Approximately two months ago, all 28 members of the US senior Women’s National Soccer Team (WNT) filed a class action lawsuit against the United States Soccer Federation, Inc. (USSF) in a California federal court alleging unequal pay and treatment under Title VII of the Civil Rights Act and the Equal Pay Act. The lawsuit alleges that the female members of the WNT are consistently paid less than their male counterparts on the U.S. Senior Men’s National Soccer Team (MNT) despite performing the same job responsibilities and exhibiting superior performance, including winning three World Cup titles. The lawsuit also accuses the USSF of subjecting the women’s players to substantially inferior playing, training, and travel conditions.
This month, the USSF formally answered the complaint and denied the allegations of gender discrimination. USSF claims that the “challenged pay practices are not based on sex” and that any differences in pay are due to “differences in the aggregate revenue generated by the different teams” as well as other factors. USSF’s answer also claims that the players “receive fundamentally different pay structures for performing different work under their separate collective bargaining agreements.” Moreover, Carlos Cordeiro, President of USSF, stated that USSF “agreed to a fair and equitable collective bargaining agreement with the Women’s National Team, which included a contract structure that the players specifically requested to provide them with a guaranteed salary and benefits.”

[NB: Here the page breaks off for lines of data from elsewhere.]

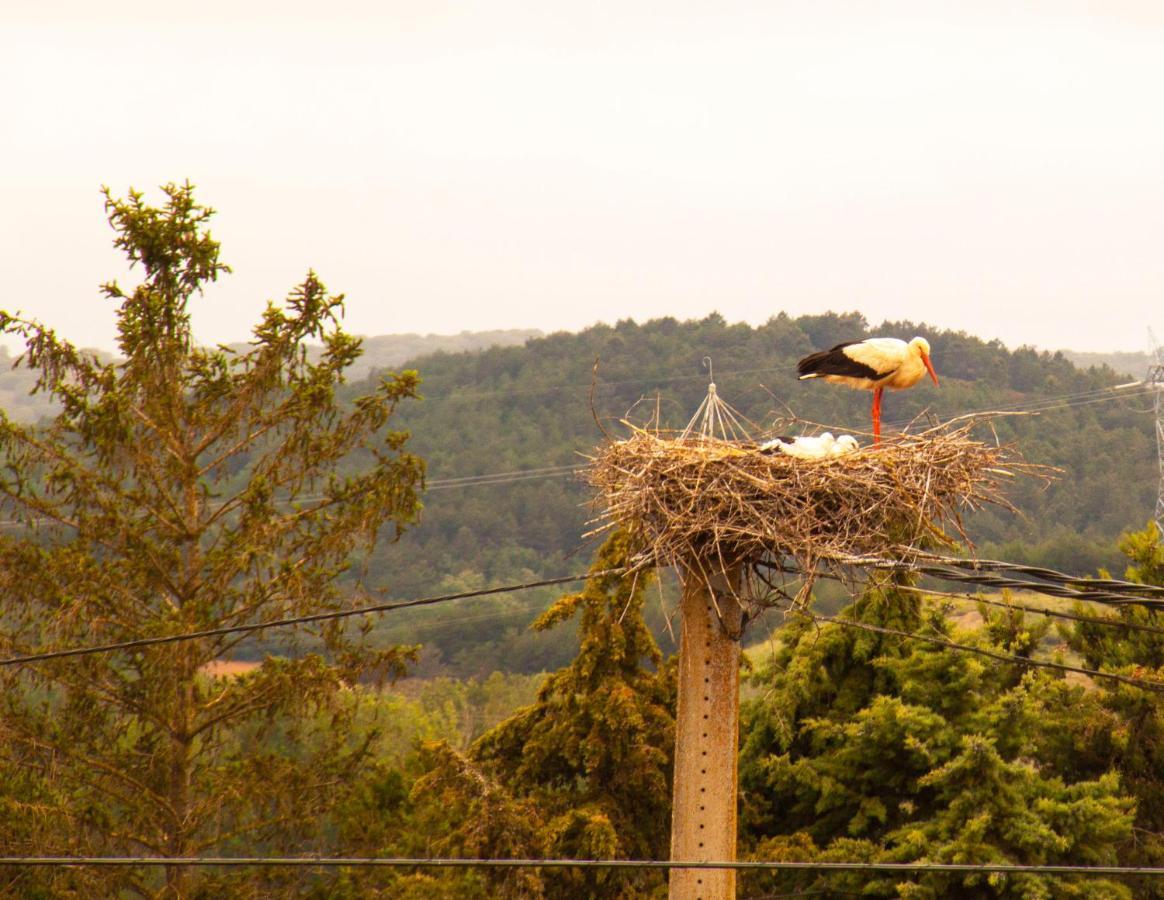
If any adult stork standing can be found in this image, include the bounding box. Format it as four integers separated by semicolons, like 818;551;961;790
796;338;938;444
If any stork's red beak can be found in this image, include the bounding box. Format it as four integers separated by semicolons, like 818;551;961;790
922;353;938;385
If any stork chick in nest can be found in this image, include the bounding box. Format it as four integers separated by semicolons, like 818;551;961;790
760;431;858;460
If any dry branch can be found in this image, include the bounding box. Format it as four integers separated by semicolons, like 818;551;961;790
587;414;1052;576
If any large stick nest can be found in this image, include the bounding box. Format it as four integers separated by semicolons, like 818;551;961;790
587;417;1050;572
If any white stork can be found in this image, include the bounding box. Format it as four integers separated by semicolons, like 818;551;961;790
796;338;938;444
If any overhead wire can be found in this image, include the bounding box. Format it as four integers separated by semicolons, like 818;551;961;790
0;569;624;667
788;608;1164;694
0;856;1164;878
758;568;1164;635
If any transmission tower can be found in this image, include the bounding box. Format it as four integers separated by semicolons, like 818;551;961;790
1145;328;1164;537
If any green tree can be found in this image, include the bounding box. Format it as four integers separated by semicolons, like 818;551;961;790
413;533;675;898
1066;522;1164;898
0;184;424;898
740;582;1134;900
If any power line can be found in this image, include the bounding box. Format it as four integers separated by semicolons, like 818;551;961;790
788;608;1164;693
0;856;1164;878
0;569;625;666
769;567;1164;635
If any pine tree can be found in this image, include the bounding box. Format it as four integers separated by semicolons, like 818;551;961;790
0;184;424;898
740;575;1134;899
1066;522;1164;898
413;532;675;898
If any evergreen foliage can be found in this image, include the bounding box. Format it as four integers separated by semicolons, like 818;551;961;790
1066;523;1164;898
370;313;1157;676
740;582;1135;898
412;533;675;898
0;184;424;898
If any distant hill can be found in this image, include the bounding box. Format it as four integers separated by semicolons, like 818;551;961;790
0;328;542;423
0;313;1158;674
1059;350;1151;380
330;328;542;381
352;313;1158;674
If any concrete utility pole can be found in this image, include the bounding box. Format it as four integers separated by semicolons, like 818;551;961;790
670;567;744;900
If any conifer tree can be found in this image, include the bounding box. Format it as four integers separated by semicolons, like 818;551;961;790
1066;522;1164;898
413;532;675;898
0;184;424;898
740;582;1134;900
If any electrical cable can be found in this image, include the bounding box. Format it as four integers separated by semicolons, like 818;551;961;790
0;856;1164;878
0;569;625;667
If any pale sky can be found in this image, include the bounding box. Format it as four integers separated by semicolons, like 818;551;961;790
0;0;1164;350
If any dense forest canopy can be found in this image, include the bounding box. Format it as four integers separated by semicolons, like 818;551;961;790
0;312;1157;676
353;312;1157;674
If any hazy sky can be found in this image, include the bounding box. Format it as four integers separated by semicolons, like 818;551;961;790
0;0;1164;350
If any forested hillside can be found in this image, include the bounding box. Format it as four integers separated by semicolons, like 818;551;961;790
353;313;1157;673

The collective bargaining agreements (CBAs) applicable to the two teams are indeed different. The CBA for the WNT provides the women with annual guaranteed salaries with the option to receive smaller match bonuses; whereas the men have a “pay-to-play” structure and are eligible for larger match bonuses. The compensation available to the two teams is also impacted by varying bonus pools determined by The Fédération Internationale de Football Association (FIFA), the world’s governing soccer body. For male teams who participated in the 2018 Men’s World Cup, the bonus pool was US$400 million (and will increase to $440 million for the 2020 Men’s World Cup), whereas the bonus pool for this year’s Women’s World Cup is US$30 million.

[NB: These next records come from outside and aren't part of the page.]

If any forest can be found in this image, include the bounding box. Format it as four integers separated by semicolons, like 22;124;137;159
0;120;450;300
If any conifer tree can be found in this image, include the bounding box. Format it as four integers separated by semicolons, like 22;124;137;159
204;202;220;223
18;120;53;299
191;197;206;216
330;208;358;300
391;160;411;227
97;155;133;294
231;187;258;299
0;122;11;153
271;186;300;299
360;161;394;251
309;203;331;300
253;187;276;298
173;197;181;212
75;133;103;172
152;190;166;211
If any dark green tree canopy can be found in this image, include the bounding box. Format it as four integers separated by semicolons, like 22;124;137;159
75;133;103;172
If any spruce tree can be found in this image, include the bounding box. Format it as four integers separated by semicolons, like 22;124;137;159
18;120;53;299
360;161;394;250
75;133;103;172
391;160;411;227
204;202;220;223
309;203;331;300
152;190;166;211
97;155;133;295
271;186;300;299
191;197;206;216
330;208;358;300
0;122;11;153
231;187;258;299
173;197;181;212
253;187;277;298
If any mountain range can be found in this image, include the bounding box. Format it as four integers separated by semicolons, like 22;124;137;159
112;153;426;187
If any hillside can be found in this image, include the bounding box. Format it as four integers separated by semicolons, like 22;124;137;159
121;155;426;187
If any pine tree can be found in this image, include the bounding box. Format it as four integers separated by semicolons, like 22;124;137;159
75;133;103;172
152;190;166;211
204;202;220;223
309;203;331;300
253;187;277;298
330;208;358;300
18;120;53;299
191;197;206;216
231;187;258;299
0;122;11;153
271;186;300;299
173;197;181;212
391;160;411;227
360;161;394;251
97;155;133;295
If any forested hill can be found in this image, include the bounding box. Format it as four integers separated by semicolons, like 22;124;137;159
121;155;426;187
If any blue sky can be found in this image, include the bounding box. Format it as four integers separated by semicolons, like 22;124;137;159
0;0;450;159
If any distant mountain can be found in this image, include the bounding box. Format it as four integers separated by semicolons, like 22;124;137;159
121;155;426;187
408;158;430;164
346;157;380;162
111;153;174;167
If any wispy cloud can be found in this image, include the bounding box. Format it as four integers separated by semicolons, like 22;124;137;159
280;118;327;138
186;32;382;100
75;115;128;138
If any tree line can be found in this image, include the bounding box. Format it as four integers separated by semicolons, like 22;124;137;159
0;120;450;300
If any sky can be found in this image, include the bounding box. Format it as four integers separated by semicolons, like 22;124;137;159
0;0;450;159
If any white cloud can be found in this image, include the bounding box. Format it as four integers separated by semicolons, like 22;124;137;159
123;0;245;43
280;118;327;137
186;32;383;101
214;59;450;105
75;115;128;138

As a next step, the lawsuit will proceed in the US District Court for the Central District of California, where, barring any mediation or settlement, the parties will proceed with discovery. Meanwhile, the WNT is preparing to defend its title in the FIFA Women’s World Cup 2019, commencing in France on June 7, 2019, which may bring more attention to the lawsuit as the women showcase their talent to the world.
The case is Alex Morgan et al. v. United States Soccer Federation, Inc., Case No. 2:19-CV-01717, US District Court, Central District of California Western Division, before the Honorable R. Gary Klausner.